Come i megatrend ci cambiano la vita

La prima cosa da fare è definire cosa sia un megatrend. Secondo la definizione che ne da il sole 24 ore, essi sono definibili come: “(L)e grandi trasformazioni sociali o economiche che avanzano a velocità diverse, ma inesorabili. Per esempio, l’invecchiamento della popolazione, i nuovi modelli di consumo, l’innovazione tecnologica. Detti anche macro-trend o tendenze secolari, sono trasversali a diversi Paesi e, dal punto di vista dell’investimento, interessano più settori.”
 
Per capire meglio cosa si intenda con questo fenomeno, è possibile fare degli esempi che si avvicinano maggiormente alla vita quotidiana. A tal proposito, si può citare il cambiamento nel vestiario comune, passato sempre più verso uno stile comodo e destrutturato o, ancora, l’attenzione che da alcuni anni si pone verso una alimentazione biologica.
 
Attualmente, sta muovendo i primi passi quello che potrebbe essere un nuovo ed incisivo megatrend nella cultura del “healthy food”: la frutta “a residuo zero”.

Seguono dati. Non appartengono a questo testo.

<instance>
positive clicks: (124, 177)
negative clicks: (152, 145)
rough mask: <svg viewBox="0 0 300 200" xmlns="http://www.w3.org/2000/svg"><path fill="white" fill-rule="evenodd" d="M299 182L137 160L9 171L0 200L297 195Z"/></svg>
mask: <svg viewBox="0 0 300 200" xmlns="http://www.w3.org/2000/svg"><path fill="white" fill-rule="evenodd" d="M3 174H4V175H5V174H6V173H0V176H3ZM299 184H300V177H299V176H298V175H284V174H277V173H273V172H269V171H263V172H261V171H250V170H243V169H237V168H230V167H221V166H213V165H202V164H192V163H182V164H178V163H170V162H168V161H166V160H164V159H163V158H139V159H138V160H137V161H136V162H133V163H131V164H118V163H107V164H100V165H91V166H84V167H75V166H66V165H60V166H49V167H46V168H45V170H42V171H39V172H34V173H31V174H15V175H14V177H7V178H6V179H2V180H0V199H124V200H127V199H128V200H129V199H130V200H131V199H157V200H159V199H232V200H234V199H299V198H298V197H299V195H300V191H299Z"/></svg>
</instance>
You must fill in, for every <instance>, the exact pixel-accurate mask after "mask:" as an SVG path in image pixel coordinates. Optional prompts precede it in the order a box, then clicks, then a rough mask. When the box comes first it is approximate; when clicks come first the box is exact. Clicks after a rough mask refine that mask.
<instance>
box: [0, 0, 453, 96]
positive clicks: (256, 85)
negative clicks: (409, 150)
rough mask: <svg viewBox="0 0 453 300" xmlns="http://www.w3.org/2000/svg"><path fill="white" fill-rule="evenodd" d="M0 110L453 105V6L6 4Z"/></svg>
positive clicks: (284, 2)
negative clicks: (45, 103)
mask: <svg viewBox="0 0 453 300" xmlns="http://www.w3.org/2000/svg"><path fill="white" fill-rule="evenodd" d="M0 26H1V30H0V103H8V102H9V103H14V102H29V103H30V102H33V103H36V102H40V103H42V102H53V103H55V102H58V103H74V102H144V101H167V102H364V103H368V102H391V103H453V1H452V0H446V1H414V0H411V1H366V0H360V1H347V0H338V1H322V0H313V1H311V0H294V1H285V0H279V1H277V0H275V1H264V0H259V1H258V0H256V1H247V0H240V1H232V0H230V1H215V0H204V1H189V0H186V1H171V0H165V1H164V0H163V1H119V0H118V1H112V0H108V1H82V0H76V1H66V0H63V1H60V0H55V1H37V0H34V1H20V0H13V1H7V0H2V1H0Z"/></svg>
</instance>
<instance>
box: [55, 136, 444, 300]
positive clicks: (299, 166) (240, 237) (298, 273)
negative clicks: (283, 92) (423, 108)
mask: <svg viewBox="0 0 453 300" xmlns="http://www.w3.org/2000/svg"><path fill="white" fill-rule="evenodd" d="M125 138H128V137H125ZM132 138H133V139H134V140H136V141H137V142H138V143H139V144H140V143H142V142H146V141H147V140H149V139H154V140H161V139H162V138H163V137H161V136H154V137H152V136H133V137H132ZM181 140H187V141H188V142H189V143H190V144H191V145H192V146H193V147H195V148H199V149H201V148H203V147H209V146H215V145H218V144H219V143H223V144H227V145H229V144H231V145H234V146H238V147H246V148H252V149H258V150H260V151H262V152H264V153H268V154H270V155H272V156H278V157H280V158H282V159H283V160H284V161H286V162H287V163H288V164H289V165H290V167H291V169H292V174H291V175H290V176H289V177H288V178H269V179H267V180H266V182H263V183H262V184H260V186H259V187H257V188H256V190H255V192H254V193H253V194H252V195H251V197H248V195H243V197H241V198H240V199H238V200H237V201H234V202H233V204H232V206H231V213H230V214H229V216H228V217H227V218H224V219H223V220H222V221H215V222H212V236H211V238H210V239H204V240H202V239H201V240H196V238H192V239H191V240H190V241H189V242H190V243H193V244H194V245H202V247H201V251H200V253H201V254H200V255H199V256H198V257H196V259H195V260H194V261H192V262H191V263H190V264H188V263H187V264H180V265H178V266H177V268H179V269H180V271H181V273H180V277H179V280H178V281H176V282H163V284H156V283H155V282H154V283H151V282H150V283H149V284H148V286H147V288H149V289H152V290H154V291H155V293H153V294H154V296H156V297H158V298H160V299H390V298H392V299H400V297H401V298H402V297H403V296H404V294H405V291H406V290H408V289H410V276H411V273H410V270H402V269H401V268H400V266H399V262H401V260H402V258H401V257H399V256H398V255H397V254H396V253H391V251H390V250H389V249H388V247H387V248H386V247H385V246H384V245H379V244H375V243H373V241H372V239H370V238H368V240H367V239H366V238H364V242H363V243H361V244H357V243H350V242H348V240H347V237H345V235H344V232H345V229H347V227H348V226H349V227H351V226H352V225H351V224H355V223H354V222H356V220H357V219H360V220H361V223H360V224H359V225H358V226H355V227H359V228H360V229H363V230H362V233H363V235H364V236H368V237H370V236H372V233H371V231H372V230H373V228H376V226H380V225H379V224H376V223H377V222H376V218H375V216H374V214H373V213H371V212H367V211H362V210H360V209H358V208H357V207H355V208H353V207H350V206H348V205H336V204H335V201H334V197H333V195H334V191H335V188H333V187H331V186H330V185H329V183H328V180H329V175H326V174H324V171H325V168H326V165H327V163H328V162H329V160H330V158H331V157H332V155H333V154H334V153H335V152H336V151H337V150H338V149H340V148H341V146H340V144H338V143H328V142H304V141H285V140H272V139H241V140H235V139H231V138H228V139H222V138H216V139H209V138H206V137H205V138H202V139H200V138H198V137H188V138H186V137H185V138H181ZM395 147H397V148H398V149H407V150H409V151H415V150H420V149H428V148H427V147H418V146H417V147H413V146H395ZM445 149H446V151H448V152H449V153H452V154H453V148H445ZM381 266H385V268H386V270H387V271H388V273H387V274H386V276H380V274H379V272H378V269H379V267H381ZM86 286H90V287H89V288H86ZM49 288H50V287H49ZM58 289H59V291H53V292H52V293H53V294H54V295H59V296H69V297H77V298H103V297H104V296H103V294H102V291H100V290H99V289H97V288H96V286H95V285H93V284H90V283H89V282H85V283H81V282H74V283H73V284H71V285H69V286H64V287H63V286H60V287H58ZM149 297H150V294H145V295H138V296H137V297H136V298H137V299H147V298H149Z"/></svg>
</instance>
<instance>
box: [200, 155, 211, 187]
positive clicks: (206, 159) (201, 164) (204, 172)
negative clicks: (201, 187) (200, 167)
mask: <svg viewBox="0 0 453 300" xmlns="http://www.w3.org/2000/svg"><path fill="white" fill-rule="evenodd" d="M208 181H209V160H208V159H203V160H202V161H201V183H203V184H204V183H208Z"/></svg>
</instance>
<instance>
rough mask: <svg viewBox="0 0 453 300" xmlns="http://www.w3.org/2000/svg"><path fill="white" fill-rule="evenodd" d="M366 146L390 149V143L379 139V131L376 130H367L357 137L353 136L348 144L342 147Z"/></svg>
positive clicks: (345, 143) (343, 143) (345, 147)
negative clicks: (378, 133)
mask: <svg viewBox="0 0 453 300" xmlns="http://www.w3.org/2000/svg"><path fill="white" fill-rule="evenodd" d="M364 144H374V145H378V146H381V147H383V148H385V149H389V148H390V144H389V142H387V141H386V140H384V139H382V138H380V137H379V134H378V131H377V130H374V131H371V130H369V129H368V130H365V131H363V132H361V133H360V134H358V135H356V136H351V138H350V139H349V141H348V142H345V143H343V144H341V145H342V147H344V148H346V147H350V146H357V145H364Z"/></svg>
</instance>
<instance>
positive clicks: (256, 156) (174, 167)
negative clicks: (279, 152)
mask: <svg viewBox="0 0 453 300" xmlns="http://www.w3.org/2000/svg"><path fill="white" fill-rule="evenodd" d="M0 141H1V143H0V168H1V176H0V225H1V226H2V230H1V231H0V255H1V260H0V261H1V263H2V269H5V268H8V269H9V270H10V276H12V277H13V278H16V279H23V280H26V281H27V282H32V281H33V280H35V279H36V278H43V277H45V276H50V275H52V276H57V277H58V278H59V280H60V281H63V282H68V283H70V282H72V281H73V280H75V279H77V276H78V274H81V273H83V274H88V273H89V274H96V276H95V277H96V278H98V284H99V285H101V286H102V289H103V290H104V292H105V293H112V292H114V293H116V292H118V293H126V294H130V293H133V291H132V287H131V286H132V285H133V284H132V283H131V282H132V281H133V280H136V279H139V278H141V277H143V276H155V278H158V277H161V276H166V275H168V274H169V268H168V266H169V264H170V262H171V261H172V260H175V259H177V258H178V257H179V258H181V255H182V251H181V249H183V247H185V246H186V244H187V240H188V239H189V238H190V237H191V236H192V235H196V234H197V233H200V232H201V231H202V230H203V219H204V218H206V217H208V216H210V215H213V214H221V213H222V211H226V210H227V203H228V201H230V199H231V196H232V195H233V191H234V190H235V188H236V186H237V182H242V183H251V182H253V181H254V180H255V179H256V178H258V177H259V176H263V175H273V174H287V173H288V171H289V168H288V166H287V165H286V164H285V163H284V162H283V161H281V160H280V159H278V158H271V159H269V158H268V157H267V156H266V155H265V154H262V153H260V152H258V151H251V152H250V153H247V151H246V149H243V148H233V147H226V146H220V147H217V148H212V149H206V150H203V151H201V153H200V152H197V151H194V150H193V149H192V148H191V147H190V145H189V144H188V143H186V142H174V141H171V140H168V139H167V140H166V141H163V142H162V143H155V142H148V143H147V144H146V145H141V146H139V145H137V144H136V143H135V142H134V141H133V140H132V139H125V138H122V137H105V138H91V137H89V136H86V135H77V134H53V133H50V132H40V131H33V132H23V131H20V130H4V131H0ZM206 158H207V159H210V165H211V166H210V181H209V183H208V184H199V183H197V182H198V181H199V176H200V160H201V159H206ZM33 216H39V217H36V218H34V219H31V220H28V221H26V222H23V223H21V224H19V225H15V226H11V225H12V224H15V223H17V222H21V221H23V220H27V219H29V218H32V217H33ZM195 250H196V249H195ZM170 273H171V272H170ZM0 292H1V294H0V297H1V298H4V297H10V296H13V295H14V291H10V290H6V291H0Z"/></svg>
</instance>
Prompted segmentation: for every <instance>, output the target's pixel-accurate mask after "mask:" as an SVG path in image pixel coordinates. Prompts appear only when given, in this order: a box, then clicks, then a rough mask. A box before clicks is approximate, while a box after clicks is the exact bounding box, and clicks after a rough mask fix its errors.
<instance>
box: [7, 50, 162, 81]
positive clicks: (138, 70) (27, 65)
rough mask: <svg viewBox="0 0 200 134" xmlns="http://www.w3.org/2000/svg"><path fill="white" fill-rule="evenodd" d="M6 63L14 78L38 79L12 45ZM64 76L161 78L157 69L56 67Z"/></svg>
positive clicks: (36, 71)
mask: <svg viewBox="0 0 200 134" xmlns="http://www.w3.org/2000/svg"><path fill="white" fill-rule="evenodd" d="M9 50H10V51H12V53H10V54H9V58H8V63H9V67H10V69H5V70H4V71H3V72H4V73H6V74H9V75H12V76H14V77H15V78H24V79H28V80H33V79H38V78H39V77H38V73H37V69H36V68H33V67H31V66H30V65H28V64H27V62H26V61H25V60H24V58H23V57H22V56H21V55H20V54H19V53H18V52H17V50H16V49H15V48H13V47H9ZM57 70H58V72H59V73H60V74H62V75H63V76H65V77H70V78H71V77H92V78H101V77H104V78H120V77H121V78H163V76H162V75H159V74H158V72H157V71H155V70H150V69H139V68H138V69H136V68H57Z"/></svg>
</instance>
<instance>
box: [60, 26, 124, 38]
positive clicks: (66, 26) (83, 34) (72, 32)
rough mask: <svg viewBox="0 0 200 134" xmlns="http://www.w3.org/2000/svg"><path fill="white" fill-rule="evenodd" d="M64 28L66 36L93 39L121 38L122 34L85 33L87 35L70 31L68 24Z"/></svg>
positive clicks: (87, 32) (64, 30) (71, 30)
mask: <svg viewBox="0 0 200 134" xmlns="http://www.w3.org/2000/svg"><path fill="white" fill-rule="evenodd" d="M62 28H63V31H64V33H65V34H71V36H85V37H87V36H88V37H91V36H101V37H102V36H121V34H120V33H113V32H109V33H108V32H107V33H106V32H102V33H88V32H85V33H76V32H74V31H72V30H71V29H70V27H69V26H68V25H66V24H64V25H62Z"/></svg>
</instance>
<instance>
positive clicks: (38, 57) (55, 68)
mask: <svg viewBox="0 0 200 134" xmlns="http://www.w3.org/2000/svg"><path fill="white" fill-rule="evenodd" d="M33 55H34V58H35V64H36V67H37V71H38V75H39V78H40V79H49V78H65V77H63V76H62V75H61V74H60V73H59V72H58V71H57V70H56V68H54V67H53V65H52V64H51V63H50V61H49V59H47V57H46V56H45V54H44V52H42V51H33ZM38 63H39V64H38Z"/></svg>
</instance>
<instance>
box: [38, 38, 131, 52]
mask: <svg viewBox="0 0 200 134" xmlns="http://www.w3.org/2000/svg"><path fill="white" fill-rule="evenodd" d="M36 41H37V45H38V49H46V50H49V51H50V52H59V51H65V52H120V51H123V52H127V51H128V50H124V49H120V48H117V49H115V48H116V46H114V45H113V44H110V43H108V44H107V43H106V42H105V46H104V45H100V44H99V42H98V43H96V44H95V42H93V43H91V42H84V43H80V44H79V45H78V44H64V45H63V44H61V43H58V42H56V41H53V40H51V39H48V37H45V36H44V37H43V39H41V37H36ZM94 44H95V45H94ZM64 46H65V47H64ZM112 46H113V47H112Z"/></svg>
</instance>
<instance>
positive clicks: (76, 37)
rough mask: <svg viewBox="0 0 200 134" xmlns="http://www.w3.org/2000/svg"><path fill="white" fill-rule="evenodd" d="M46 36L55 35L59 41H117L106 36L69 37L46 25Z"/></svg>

Le grandi catene di distribuzione, prima fra tutte Esselunga, ha colto la necessità che i consumatori hanno dimostrato verso un’alimentazione realmente sana iniziando a proporre fra i suoi banchi frutta completamente priva di residui di diserbanti o insetticidi. Questo poiché si inizia a porre l’accento sul fatto che anche il cibo biologico non è del tutto privo di queste sostanze che sebbene di origine naturale, come il verde rame, restano nocive per l’uomo.
 
Tuttavia, questo nuovo tipo di coltura “pulita” necessita di analisi approfondite per definire tempistiche ed evitare l’utilizzo di sostanze tossiche durante il periodo della fruttificazione ed il suo prodotto è, dunque, leggermente più costo.
 
Si può, dunque, che, per il momento almeno, la presenza di frutta a residuo zero non sarà così diffusa sulle tavole degli italiani ma, con la sempre maggiore attenzione posta alla salute ed il tendente incremento della spesa familiare in beni alimentari, il fenomeno prenderà piede e si estenderà anche ad altri tipo di coltivazione.
 
Resterà da vedere se il modello sarà applicabile non solo alla GDO ma anche alle piccole botteghe di quartiere.